There's been a super strong temperature gradient across Oklahoma today, with Norman being 20-25°F warmer than OKC for much of the afternoon and evening. The two cities are only ~20 mi apart.
it's cold for them, but doesn't look extreme like an arctic blast; the places capable of getting very cold "arctic" air are more inland.
The airmass is extreme and arctic for them.. I know, doesn't look like it map wise compared to what Eastern U.S gets..... Lets Take a look...
2 Current 850mb Maps...
I don't recall seeing the freezing line off the coast like that all the way down to Latitude 29N in the west. At least not recently? -10C line down to Nevada.
Another look. Use this link to see current 850mb temps. You can change region and even do an archive loop past 2 days at the top.
Yes the only place in earth where its possible to be colder than everywhere else... we generate our own cold it seems... smh.
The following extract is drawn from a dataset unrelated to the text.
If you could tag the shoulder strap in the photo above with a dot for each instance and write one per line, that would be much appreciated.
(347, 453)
Forecast called for 61 and only 49 so far.... should get to 80 after tomorrow but i doubt we get into the mid 70s forecast tomorrow because of cold air damming.... doubt it will break. Tf type of bs is that... being robbed of our warmup smh.
Read some discussions from there, it certainly was some CAD. And now you have fog to wait for to leave.
Quote:
Originally Posted by ischyros
A forecast high of 71F tomorrow will be flirting with our record high of 72F set just two years ago. Our average high right now is just 42F so tomorrow will be a good 30 degrees above normal.
AC's on tonight in Ohio Valley? 60s in the middle of the night middle of February? I never even had mid 50s as a low in February. Waking up to 60s must feel nuts. I never even had 60s for a low in March.
Already beating their warmest February on record by 2ºF, and the rest of the month looks even hotter
I did say a while back this Feb will destroy the record books. This will only get worse over the years as each year breaks more records.